SENTENCIA CONSTITUCIONAL 0099/2006-R
Tribunal Constitucional Plurinacional de Bolivia

SENTENCIA CONSTITUCIONAL 0099/2006-R

Fecha: 25-Ene-2006

III.1.

III.1. Al emerger la problemática planteada sobre la presunta errónea aplicación e interpretación de las normas contenidas en el art. 407 del CPP, toda vez  que, a decir de la recurrente, los vocales recurridos mediante Resolución 545/03 declararon indebidamente inadmisible el recurso de apelación restringida que interpuso con el fundamento de que no cumplió con los recaudos de reclamo oportunos de saneamiento, ni anunció reserva de recurrir. Al respecto corresponde recordar que la jurisprudencia contenida en la SC 1846/2004-R, de 30 de noviembre, reiterando que la labor interpretativa de las normas legales ordinarias le corresponde a los jueces y tribunales ordinarios, estableció el canon de constitucionalidad en esa interpretación, manifestando la siguiente doctrina jurisprudencial:”Si bien la interpretación de la legalidad ordinaria debe ser labor de la jurisdicción común, corresponde a la justicia constitucional verificar si en esa labor interpretativa no se han quebrantado los principios constitucionales informadores del ordenamiento jurídico, entre ellos, los de legalidad, seguridad jurídica, igualdad, proporcionalidad, jerarquía normativa y debido proceso; principios a los que se hallan vinculados todos los operadores jurídicos de la nación; dado que compete a la jurisdicción constitucional otorgar la protección requerida, a través de las acciones de tutela establecidas en los arts. 18 y 19 de la Constitución, ante violaciones a los derechos y garantías constitucionales, ocasionadas por una interpretación que tenga su origen en la jurisdicción ordinaria, que vulnere principios y valores constitucionales (...)”.

Consecuentemente, conforme concluyó la SC 1917/2004-R, de 13 de diciembre, “la interpretación de la legislación ordinaria corresponde a la jurisdicción común y a la jurisdicción constitucional le compete verificar si en la labor interpretativa se cumplieron los requisitos de la interpretación admitidos por el derecho y si a través de ese proceso interpretativo arbitrario se lesionó algún derecho fundamental”.

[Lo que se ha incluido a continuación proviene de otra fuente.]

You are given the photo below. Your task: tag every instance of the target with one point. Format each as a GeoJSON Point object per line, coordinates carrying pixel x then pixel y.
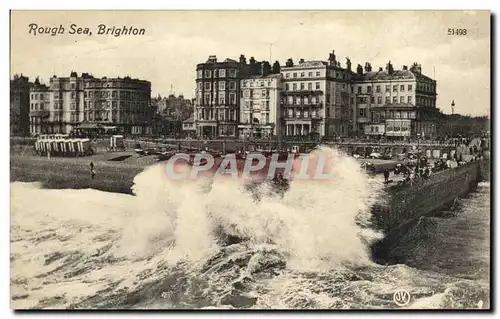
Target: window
{"type": "Point", "coordinates": [361, 100]}
{"type": "Point", "coordinates": [222, 99]}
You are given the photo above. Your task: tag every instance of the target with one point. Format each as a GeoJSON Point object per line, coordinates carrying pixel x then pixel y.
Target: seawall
{"type": "Point", "coordinates": [405, 204]}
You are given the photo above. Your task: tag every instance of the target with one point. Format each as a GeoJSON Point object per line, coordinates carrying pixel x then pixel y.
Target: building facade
{"type": "Point", "coordinates": [86, 102]}
{"type": "Point", "coordinates": [260, 105]}
{"type": "Point", "coordinates": [395, 104]}
{"type": "Point", "coordinates": [217, 98]}
{"type": "Point", "coordinates": [20, 105]}
{"type": "Point", "coordinates": [316, 98]}
{"type": "Point", "coordinates": [40, 115]}
{"type": "Point", "coordinates": [170, 112]}
{"type": "Point", "coordinates": [312, 99]}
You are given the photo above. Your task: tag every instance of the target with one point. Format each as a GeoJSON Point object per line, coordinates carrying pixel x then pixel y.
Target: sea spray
{"type": "Point", "coordinates": [80, 248]}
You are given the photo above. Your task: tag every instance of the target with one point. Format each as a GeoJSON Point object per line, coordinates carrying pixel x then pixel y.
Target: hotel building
{"type": "Point", "coordinates": [260, 105]}
{"type": "Point", "coordinates": [394, 103]}
{"type": "Point", "coordinates": [85, 102]}
{"type": "Point", "coordinates": [316, 98]}
{"type": "Point", "coordinates": [20, 105]}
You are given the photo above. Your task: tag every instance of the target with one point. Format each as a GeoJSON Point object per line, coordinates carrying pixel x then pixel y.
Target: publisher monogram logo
{"type": "Point", "coordinates": [401, 297]}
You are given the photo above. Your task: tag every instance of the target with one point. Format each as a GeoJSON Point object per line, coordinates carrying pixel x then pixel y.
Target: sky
{"type": "Point", "coordinates": [175, 41]}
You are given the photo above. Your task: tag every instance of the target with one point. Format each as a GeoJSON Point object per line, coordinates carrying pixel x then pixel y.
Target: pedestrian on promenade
{"type": "Point", "coordinates": [386, 175]}
{"type": "Point", "coordinates": [92, 170]}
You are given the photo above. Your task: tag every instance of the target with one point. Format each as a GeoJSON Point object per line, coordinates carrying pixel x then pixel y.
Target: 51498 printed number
{"type": "Point", "coordinates": [457, 31]}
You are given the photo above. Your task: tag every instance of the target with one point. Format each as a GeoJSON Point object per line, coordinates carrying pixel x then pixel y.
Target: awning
{"type": "Point", "coordinates": [89, 125]}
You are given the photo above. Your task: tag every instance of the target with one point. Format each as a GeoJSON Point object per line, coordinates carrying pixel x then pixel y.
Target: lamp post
{"type": "Point", "coordinates": [452, 112]}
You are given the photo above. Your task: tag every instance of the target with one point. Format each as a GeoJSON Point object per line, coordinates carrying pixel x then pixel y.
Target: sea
{"type": "Point", "coordinates": [210, 244]}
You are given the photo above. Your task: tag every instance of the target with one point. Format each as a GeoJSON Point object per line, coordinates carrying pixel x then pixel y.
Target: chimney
{"type": "Point", "coordinates": [359, 69]}
{"type": "Point", "coordinates": [332, 60]}
{"type": "Point", "coordinates": [265, 68]}
{"type": "Point", "coordinates": [243, 60]}
{"type": "Point", "coordinates": [276, 67]}
{"type": "Point", "coordinates": [212, 59]}
{"type": "Point", "coordinates": [348, 64]}
{"type": "Point", "coordinates": [389, 68]}
{"type": "Point", "coordinates": [368, 67]}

Siguiendo el mismo razonamiento, la SC 792/2005-R, de 18 de julio, concluyó que: “a) la labor interpretativa de las normas legales ordinarias corresponde a los jueces y tribunales de la jurisdicción ordinaria; b) dicha labor interpretativa debe ser desarrollada con resguardo del sistema de valores supremos, así como de los principios fundamentales que constituyen la base del sistema constitucional boliviano, así como respetando o resguardando los derechos fundamentales y garantías constitucionales; y c) corresponde a la jurisdicción constitucional verificar si en esa labor interpretativa, la jurisdicción ordinaria no ha quebrantado los cánones referidos, es decir, el sistema de valores supremos y principios fundamentales, o se ha vulnerado los derechos y garantías constitucionales”.

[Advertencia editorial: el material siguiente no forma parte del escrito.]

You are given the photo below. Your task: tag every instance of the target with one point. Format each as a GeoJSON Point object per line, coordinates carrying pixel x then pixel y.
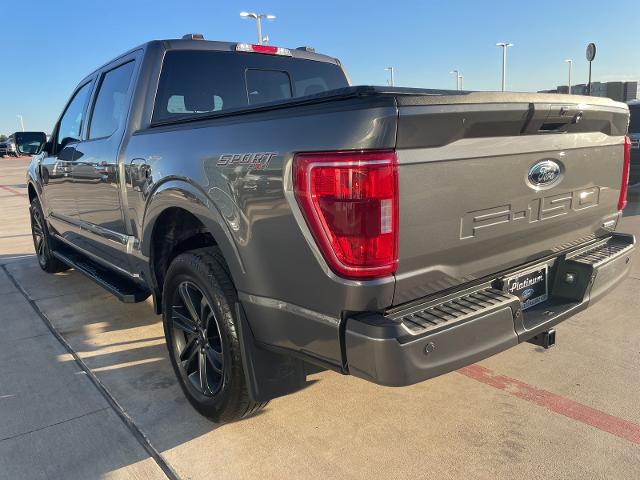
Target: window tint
{"type": "Point", "coordinates": [267, 86]}
{"type": "Point", "coordinates": [71, 121]}
{"type": "Point", "coordinates": [194, 82]}
{"type": "Point", "coordinates": [110, 109]}
{"type": "Point", "coordinates": [634, 125]}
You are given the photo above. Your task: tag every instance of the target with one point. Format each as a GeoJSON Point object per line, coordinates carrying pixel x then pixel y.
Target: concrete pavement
{"type": "Point", "coordinates": [569, 412]}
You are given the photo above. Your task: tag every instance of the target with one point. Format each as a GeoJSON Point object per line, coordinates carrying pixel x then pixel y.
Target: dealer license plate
{"type": "Point", "coordinates": [530, 286]}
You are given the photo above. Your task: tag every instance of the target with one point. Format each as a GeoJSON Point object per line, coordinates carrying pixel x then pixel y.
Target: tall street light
{"type": "Point", "coordinates": [570, 62]}
{"type": "Point", "coordinates": [258, 18]}
{"type": "Point", "coordinates": [504, 46]}
{"type": "Point", "coordinates": [458, 78]}
{"type": "Point", "coordinates": [391, 79]}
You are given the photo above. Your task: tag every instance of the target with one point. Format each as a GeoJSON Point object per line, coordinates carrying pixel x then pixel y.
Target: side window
{"type": "Point", "coordinates": [71, 122]}
{"type": "Point", "coordinates": [110, 108]}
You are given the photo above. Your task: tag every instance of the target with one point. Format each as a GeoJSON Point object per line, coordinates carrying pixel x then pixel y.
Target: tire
{"type": "Point", "coordinates": [42, 241]}
{"type": "Point", "coordinates": [200, 328]}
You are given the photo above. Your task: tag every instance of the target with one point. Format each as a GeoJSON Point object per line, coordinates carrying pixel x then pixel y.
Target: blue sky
{"type": "Point", "coordinates": [62, 40]}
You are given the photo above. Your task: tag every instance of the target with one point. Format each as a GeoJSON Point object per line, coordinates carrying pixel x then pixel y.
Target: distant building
{"type": "Point", "coordinates": [620, 91]}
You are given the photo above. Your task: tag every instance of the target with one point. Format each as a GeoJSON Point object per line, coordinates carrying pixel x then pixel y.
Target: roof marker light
{"type": "Point", "coordinates": [265, 49]}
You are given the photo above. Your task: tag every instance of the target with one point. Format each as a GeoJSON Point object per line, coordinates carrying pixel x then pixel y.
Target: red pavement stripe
{"type": "Point", "coordinates": [596, 418]}
{"type": "Point", "coordinates": [12, 190]}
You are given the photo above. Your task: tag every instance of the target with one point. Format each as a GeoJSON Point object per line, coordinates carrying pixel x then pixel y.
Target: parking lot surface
{"type": "Point", "coordinates": [102, 400]}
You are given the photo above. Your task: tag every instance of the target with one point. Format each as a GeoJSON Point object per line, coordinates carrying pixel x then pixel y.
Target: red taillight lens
{"type": "Point", "coordinates": [622, 201]}
{"type": "Point", "coordinates": [350, 202]}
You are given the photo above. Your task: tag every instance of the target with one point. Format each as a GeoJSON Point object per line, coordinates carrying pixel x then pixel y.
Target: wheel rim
{"type": "Point", "coordinates": [37, 231]}
{"type": "Point", "coordinates": [197, 344]}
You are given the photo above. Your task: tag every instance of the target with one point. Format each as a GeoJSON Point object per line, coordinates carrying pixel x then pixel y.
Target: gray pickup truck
{"type": "Point", "coordinates": [284, 221]}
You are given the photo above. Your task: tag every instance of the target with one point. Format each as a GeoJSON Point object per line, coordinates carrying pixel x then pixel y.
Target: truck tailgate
{"type": "Point", "coordinates": [474, 197]}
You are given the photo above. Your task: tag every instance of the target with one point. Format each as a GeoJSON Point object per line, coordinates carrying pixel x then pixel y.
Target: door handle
{"type": "Point", "coordinates": [139, 172]}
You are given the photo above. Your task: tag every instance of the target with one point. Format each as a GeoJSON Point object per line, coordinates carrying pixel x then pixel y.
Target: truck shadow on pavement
{"type": "Point", "coordinates": [122, 344]}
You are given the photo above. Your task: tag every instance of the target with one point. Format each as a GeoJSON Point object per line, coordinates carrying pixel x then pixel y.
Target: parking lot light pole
{"type": "Point", "coordinates": [458, 77]}
{"type": "Point", "coordinates": [504, 46]}
{"type": "Point", "coordinates": [391, 79]}
{"type": "Point", "coordinates": [570, 62]}
{"type": "Point", "coordinates": [258, 18]}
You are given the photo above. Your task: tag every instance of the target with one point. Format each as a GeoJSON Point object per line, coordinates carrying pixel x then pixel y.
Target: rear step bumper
{"type": "Point", "coordinates": [442, 335]}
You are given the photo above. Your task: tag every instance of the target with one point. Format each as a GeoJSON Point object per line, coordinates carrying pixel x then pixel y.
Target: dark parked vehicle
{"type": "Point", "coordinates": [634, 135]}
{"type": "Point", "coordinates": [284, 221]}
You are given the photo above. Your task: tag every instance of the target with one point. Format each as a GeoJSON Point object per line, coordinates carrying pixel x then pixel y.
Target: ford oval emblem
{"type": "Point", "coordinates": [544, 174]}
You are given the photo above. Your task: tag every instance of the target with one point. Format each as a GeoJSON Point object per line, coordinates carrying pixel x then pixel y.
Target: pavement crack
{"type": "Point", "coordinates": [111, 400]}
{"type": "Point", "coordinates": [17, 435]}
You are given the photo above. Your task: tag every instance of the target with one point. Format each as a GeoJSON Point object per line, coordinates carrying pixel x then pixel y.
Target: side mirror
{"type": "Point", "coordinates": [30, 143]}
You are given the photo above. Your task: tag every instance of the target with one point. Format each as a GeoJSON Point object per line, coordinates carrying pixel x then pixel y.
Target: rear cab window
{"type": "Point", "coordinates": [196, 82]}
{"type": "Point", "coordinates": [634, 123]}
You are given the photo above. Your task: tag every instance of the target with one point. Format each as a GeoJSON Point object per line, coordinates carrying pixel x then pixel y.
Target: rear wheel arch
{"type": "Point", "coordinates": [180, 219]}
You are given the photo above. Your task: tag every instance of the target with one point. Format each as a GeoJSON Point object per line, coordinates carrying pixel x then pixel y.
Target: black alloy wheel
{"type": "Point", "coordinates": [196, 339]}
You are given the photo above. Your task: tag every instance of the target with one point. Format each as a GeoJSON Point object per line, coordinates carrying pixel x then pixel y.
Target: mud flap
{"type": "Point", "coordinates": [268, 374]}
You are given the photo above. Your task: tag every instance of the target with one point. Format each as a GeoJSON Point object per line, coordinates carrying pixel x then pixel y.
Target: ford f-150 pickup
{"type": "Point", "coordinates": [284, 221]}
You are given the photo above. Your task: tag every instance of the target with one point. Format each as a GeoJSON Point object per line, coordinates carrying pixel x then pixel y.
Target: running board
{"type": "Point", "coordinates": [126, 290]}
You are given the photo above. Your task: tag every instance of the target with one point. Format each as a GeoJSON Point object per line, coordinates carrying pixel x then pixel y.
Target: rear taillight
{"type": "Point", "coordinates": [267, 49]}
{"type": "Point", "coordinates": [626, 165]}
{"type": "Point", "coordinates": [350, 203]}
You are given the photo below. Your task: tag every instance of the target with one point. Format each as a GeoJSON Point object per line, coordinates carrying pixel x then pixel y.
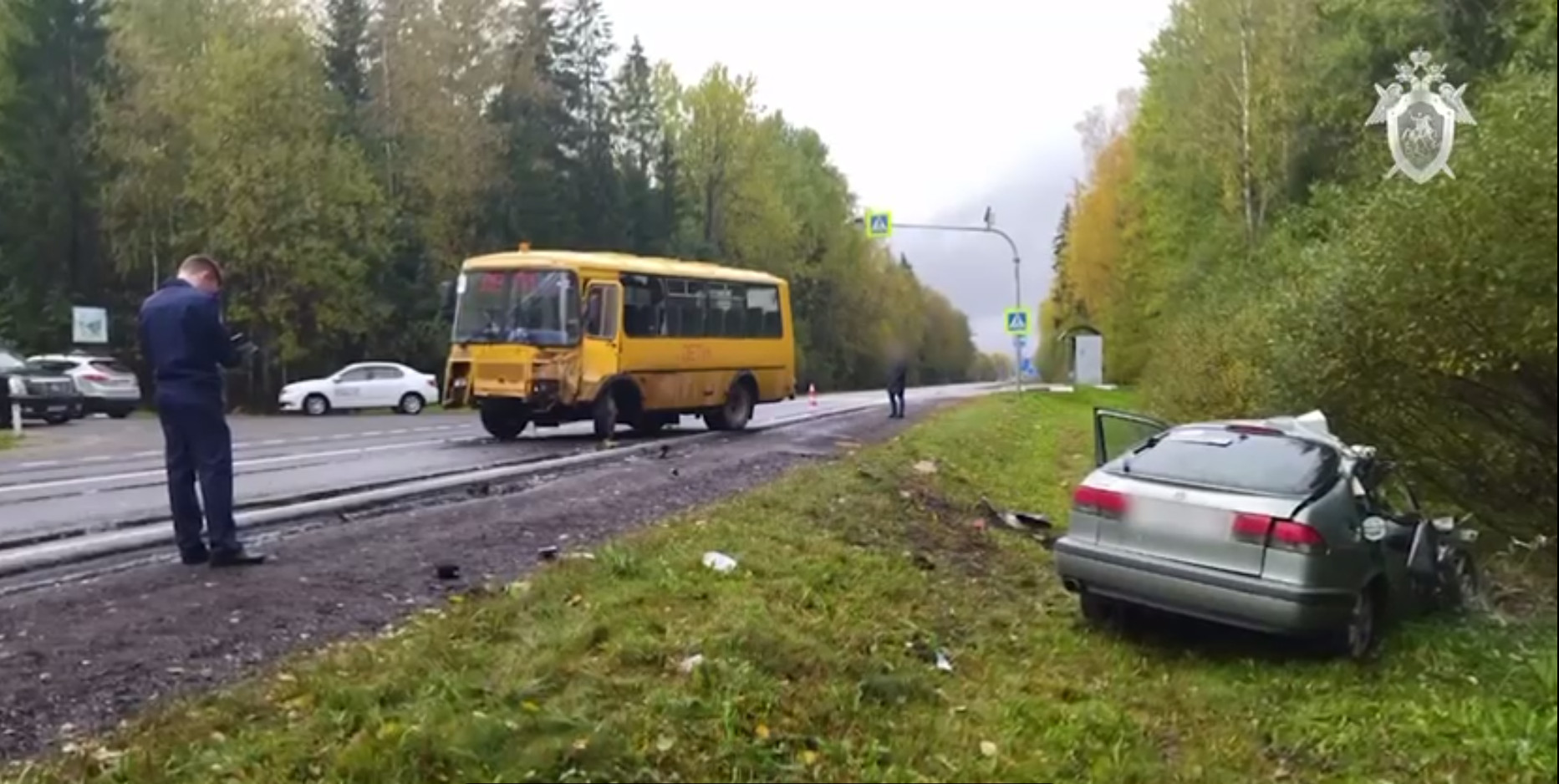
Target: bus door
{"type": "Point", "coordinates": [602, 335]}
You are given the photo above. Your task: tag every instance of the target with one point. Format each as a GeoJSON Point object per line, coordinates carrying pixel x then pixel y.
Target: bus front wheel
{"type": "Point", "coordinates": [504, 420]}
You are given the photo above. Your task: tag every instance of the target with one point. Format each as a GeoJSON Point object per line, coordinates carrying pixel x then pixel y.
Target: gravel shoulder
{"type": "Point", "coordinates": [80, 657]}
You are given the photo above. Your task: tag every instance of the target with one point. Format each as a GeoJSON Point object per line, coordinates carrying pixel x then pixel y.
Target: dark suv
{"type": "Point", "coordinates": [36, 392]}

Ahora bien, conforme ha establecido, la jurisprudencia expuesta en las SSCC 718/2005-R, 753/2005-R, 792/2005-R, que han introducido una subregla al referido entendimiento jurisprudencial, señalaron lo siguiente: “(…) para que la jurisdicción constitucional pueda cumplir con su labor de verificación, referida precedentemente, es condición esencial que el recurrente señale con precisión, como requisito de contenido del amparo constitucional, los valores supremos o principios fundamentales que en su criterio hubiesen sido desconocidos o vulnerados por la jurisdicción ordinaria al interpretar las normas de la legislación ordinaria; en su caso, señalar qué principios o criterios interpretativos no fueron empleados en la labor hermenéutica, identificar qué derechos o garantías constitucionales fueron lesionados y por qué motivos considera que fueron lesionados; ello en razón a que la determinación de la jurisdicción constitucional para conceder la tutela solicitada debe responder a la certidumbre (…)”.


De lo referido precedentemente, este Tribunal ha concluido que, si el recurrente no expresa de manera adecuada los fundamentos jurídicos que sustentan su pretensión; por lo mismo, no identifica con claridad y precisión los principios y criterios interpretativos que no fueron aplicados o fueron desconocidos por el juez o tribunal que realizó la interpretación y consiguiente aplicación de las normas de la legislación ordinaria, si no identifica con precisión los valores supremos y principios fundamentales vulnerados por el intérprete de la legislación ordinaria al momento de desarrollar su labor interpretativa; la jurisdicción constitucional no puede conceder la tutela solicitada, al contrario deberá denegarla.